Alumni Stories: Marcin Szcześniak

"Be unique – make yourself stand out from the competition. The junior market is full of ‘identical’ candidates with the same boring and empty CV, which often makes it hard to find a job right after graduation. Use your thesis work to make your CV shine against the competition and someone will notice you (as in my case) or create a start-up that will succeed."

Name and surname: Marcin Szcześniak

Place of residence: Helsinki, Finland

Position: Software Quality Assurance Lead

Degree subject at the Jagiellonian University: Applied Informatics

  • What is your best memory of studying at the Jagiellonian University?
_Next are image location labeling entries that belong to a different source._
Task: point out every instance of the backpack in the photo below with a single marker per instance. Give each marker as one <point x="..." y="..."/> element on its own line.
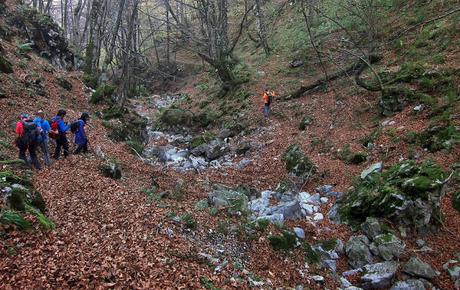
<point x="54" y="132"/>
<point x="74" y="126"/>
<point x="31" y="132"/>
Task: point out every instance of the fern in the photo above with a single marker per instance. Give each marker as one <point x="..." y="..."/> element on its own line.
<point x="13" y="218"/>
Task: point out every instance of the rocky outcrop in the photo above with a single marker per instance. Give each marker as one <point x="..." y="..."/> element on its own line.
<point x="46" y="37"/>
<point x="379" y="276"/>
<point x="387" y="246"/>
<point x="358" y="253"/>
<point x="407" y="194"/>
<point x="418" y="268"/>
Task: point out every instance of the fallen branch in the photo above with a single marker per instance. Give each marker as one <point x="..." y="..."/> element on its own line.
<point x="355" y="69"/>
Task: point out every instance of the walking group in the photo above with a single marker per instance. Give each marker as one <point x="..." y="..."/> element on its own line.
<point x="34" y="133"/>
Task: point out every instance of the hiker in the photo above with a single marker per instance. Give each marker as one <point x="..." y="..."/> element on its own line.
<point x="267" y="98"/>
<point x="27" y="133"/>
<point x="80" y="135"/>
<point x="59" y="132"/>
<point x="43" y="137"/>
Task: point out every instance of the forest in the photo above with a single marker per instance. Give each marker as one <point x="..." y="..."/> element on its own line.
<point x="217" y="144"/>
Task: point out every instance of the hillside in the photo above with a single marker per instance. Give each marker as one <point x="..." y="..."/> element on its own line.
<point x="212" y="195"/>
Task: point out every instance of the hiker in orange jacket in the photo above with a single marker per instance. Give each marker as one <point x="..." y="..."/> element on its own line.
<point x="267" y="98"/>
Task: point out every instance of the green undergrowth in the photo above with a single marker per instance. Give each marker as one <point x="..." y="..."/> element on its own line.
<point x="23" y="201"/>
<point x="396" y="194"/>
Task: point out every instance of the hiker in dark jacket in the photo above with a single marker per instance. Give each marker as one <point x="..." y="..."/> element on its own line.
<point x="80" y="136"/>
<point x="43" y="138"/>
<point x="27" y="134"/>
<point x="61" y="137"/>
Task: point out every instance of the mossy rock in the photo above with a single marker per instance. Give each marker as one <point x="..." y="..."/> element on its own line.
<point x="286" y="241"/>
<point x="65" y="84"/>
<point x="357" y="158"/>
<point x="176" y="117"/>
<point x="311" y="255"/>
<point x="204" y="119"/>
<point x="407" y="193"/>
<point x="18" y="199"/>
<point x="297" y="162"/>
<point x="456" y="201"/>
<point x="438" y="138"/>
<point x="305" y="122"/>
<point x="202" y="139"/>
<point x="103" y="94"/>
<point x="5" y="65"/>
<point x="242" y="148"/>
<point x="90" y="80"/>
<point x="9" y="178"/>
<point x="111" y="169"/>
<point x="38" y="202"/>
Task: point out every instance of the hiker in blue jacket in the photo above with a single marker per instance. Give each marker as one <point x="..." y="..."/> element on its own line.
<point x="61" y="128"/>
<point x="42" y="141"/>
<point x="80" y="135"/>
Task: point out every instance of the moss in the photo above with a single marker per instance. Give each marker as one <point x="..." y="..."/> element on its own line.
<point x="65" y="84"/>
<point x="103" y="93"/>
<point x="297" y="163"/>
<point x="328" y="245"/>
<point x="202" y="139"/>
<point x="11" y="178"/>
<point x="38" y="202"/>
<point x="14" y="218"/>
<point x="135" y="147"/>
<point x="311" y="256"/>
<point x="456" y="201"/>
<point x="242" y="148"/>
<point x="305" y="122"/>
<point x="176" y="117"/>
<point x="18" y="199"/>
<point x="5" y="65"/>
<point x="204" y="119"/>
<point x="285" y="185"/>
<point x="110" y="169"/>
<point x="286" y="241"/>
<point x="383" y="194"/>
<point x="189" y="221"/>
<point x="351" y="157"/>
<point x="90" y="80"/>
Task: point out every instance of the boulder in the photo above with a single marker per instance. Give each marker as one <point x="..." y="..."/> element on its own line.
<point x="376" y="167"/>
<point x="297" y="163"/>
<point x="410" y="284"/>
<point x="234" y="201"/>
<point x="407" y="194"/>
<point x="243" y="147"/>
<point x="357" y="251"/>
<point x="379" y="275"/>
<point x="215" y="149"/>
<point x="296" y="63"/>
<point x="299" y="232"/>
<point x="388" y="246"/>
<point x="371" y="227"/>
<point x="111" y="169"/>
<point x="418" y="268"/>
<point x="176" y="117"/>
<point x="305" y="122"/>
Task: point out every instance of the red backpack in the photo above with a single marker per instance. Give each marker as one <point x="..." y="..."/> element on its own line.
<point x="54" y="132"/>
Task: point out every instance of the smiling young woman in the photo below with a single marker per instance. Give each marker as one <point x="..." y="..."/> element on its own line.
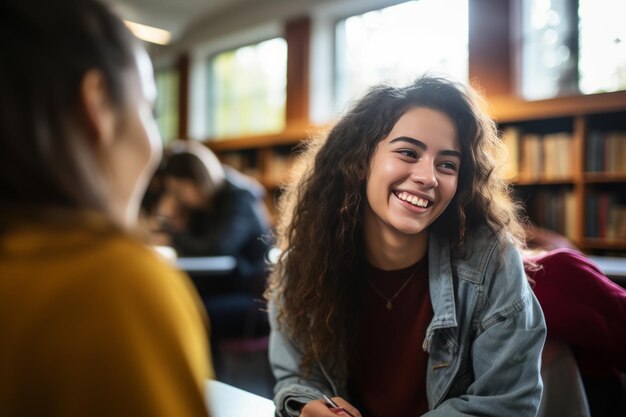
<point x="400" y="289"/>
<point x="93" y="321"/>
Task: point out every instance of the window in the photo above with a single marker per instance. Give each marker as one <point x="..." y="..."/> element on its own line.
<point x="166" y="106"/>
<point x="247" y="90"/>
<point x="602" y="45"/>
<point x="398" y="43"/>
<point x="572" y="47"/>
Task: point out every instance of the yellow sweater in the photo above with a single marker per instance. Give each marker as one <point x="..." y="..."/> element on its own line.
<point x="92" y="323"/>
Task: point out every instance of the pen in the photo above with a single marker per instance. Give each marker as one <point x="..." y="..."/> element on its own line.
<point x="334" y="406"/>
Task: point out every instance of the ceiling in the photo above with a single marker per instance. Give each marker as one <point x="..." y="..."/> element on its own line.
<point x="172" y="15"/>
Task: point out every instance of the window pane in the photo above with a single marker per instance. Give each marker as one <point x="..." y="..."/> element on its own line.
<point x="247" y="90"/>
<point x="166" y="106"/>
<point x="397" y="44"/>
<point x="602" y="45"/>
<point x="572" y="47"/>
<point x="549" y="48"/>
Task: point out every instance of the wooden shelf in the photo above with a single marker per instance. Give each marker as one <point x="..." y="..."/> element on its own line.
<point x="292" y="135"/>
<point x="604" y="177"/>
<point x="509" y="109"/>
<point x="593" y="243"/>
<point x="543" y="181"/>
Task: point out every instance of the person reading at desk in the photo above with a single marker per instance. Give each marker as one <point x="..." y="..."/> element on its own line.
<point x="93" y="322"/>
<point x="209" y="209"/>
<point x="401" y="290"/>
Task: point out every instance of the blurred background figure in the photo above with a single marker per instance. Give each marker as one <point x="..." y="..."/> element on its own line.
<point x="209" y="209"/>
<point x="93" y="321"/>
<point x="585" y="312"/>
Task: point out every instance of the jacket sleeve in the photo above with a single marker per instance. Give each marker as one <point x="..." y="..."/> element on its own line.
<point x="292" y="390"/>
<point x="506" y="349"/>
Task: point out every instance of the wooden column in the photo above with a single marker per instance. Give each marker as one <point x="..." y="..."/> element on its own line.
<point x="490" y="57"/>
<point x="182" y="67"/>
<point x="298" y="36"/>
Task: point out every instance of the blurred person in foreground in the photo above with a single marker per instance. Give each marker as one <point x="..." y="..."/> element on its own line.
<point x="93" y="322"/>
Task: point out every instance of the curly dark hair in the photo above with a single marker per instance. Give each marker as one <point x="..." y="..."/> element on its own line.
<point x="319" y="230"/>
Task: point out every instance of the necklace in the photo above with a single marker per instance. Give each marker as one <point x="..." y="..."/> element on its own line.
<point x="389" y="301"/>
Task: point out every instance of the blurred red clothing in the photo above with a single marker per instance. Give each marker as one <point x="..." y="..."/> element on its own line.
<point x="584" y="309"/>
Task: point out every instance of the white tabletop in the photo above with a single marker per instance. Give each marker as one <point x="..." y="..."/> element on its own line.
<point x="228" y="401"/>
<point x="207" y="264"/>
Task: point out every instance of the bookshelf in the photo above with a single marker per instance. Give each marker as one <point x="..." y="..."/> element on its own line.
<point x="564" y="185"/>
<point x="568" y="165"/>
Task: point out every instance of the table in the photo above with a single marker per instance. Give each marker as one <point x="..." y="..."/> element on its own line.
<point x="612" y="267"/>
<point x="207" y="265"/>
<point x="227" y="401"/>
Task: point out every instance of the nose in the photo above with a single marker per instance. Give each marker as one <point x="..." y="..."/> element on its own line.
<point x="424" y="173"/>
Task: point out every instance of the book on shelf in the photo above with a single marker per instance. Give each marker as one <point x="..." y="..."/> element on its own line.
<point x="606" y="151"/>
<point x="605" y="216"/>
<point x="546" y="157"/>
<point x="555" y="210"/>
<point x="510" y="137"/>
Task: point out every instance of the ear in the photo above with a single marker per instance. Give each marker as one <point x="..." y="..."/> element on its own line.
<point x="99" y="114"/>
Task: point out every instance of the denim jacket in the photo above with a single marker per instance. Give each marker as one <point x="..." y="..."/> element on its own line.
<point x="484" y="341"/>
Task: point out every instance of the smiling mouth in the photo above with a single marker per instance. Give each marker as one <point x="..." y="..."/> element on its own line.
<point x="413" y="199"/>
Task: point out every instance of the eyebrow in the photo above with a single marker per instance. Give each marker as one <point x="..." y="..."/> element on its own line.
<point x="422" y="145"/>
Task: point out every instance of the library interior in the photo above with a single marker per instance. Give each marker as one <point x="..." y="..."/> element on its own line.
<point x="245" y="86"/>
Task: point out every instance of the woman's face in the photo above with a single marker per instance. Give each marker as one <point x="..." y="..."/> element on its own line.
<point x="136" y="149"/>
<point x="413" y="175"/>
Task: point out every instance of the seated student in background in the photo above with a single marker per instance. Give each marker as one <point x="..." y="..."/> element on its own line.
<point x="208" y="209"/>
<point x="93" y="322"/>
<point x="400" y="290"/>
<point x="586" y="311"/>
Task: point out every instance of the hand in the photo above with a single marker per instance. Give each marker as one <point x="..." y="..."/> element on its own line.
<point x="318" y="408"/>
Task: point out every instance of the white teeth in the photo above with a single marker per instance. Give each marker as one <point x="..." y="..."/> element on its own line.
<point x="415" y="200"/>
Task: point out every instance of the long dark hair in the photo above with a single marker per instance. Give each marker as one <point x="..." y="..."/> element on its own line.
<point x="319" y="227"/>
<point x="47" y="48"/>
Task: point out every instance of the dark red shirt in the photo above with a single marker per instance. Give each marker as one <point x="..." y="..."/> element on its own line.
<point x="388" y="371"/>
<point x="583" y="308"/>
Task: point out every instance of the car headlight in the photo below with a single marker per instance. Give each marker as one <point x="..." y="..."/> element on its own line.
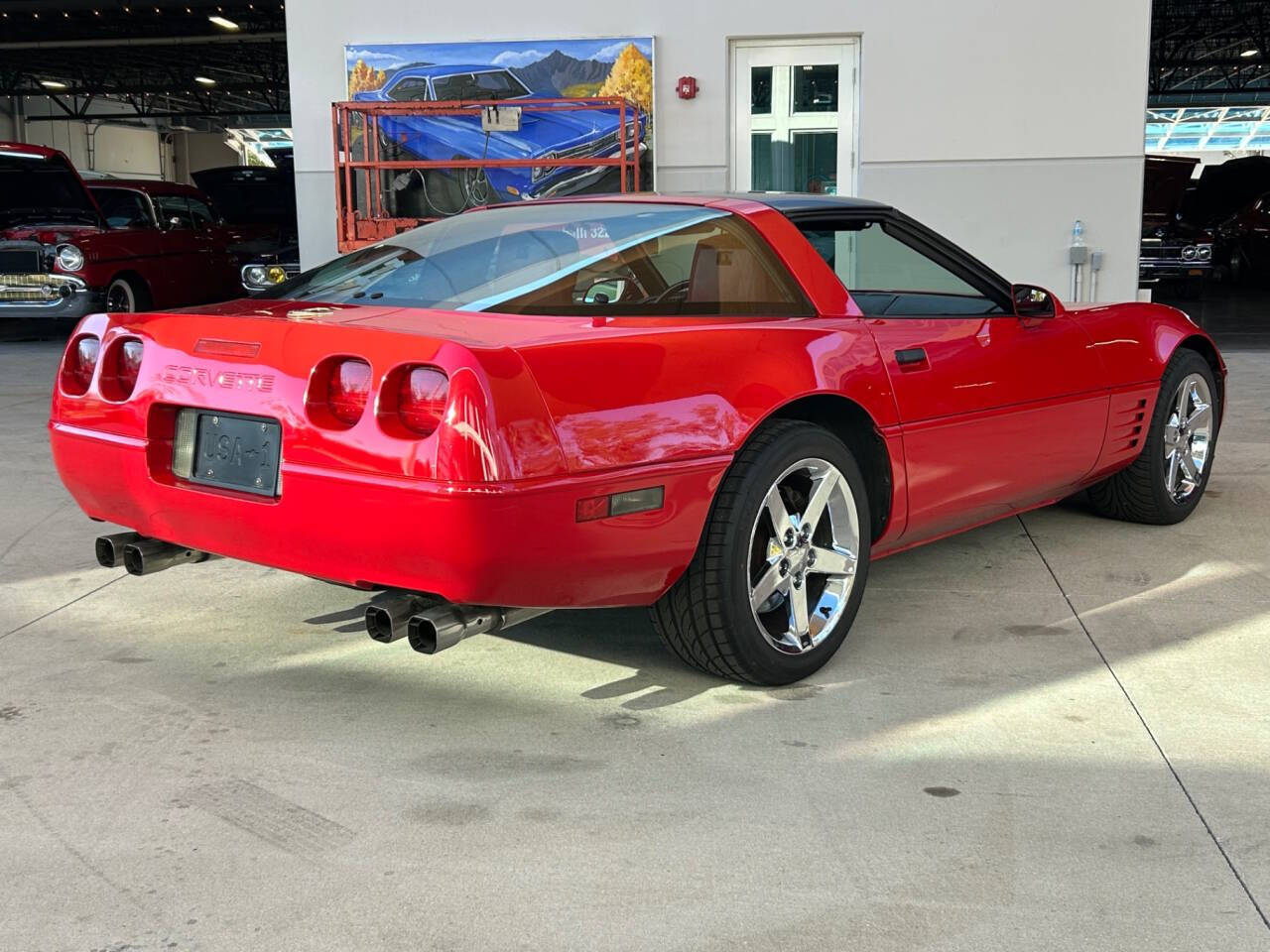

The way I came up with the idea for my thesis. At the beginning of my second year at university, we were moving to the Campus, in Ruczaj. While riding Blablacar, I met a student from the Institute of Applied Psychology who told me about problems with an app he uses when teaching children with ADHD and ADD. After analysing the problems of that application, I came up with the idea that I could do it better, using newer technology. This was the moment when Google Cardboard project was becoming popular – cheap in production VR glasses, for which I really wanted to write something. The result was Space Balls VR – a Serious Game for detecting attention deficits using Virtual Reality. If everything is a coincidence, then there really have been a lot of them in my life.

 

  • How did your career start? What were the turning points?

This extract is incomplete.